A worldwide audience of more than a billion people watched Danny Boyle’s amazing show which celebrated all that’s good about Great Britain.

Central to the show was Boyle’s homage to the National Health Service and the UK music scene as well as his grand depiction of the industrial revolution.

But there was also room for some humour.

One of the funniest sequences featured the popular comedy character Mr Bean character, played by Rowan Atkinson.

Bored playing with the London Symphony Orchestra, Mr Bean imagines himself taking part in the famous Chariots of Fire opening scene on the West Sands.

The sketch was so popular it produced the biggest spike in mentions of the event on Twitter.

Rowan Atkinson is believed to have visited St Andrews in May when the scenes were filmed.

But with director Danny Boyle determined to keep the details of his show under wraps until the big event, the film crew were keeping tight-lipped when they showed up on the West Sands to film the scenes.

However the Citizen managed to get on the beach and get a few pictures of the scene.

And when some ‘athletes’ were spotted leaving their trailer in full 1920s running kit, it was clear Chariots of Fire was being recreated in some form.

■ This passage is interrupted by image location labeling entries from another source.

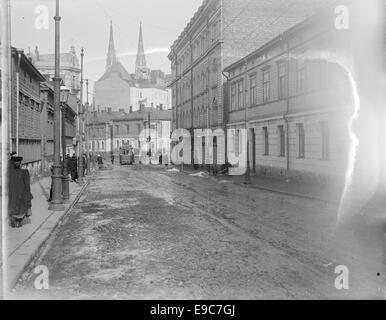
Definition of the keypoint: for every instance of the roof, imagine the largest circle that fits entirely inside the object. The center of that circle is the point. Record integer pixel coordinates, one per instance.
(320, 13)
(106, 117)
(68, 57)
(27, 64)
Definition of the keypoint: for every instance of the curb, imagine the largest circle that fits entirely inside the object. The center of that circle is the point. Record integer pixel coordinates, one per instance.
(254, 186)
(36, 252)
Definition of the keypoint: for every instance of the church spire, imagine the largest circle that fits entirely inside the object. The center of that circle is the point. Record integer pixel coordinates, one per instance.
(140, 63)
(111, 54)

East Neuk councillor Donald Macgregor was one of many who enjoyed the Mr Bean spoof when watching the opening ceremony.

Councillor Macgregor took part in the 1972 Olympic Games in Munich and assembled a group of about a dozen local runners to be extras in Charriots of Fire.

“I liked what they done with it, it was funny,” he told the Citizen this week.

“And I can remember when the original was filmed - I remember it well.

“Chariots of Fire has done a lot of good for St Andrews and to this day I think some people visit the town to see the beach where that scene was filmed.

“I was involved in getting the extras down to the beach and I noticed in the opening ceremony they used their own extras as well.

“It’s great to know that that Chariots of Fire is so recognisable to people all these years on.”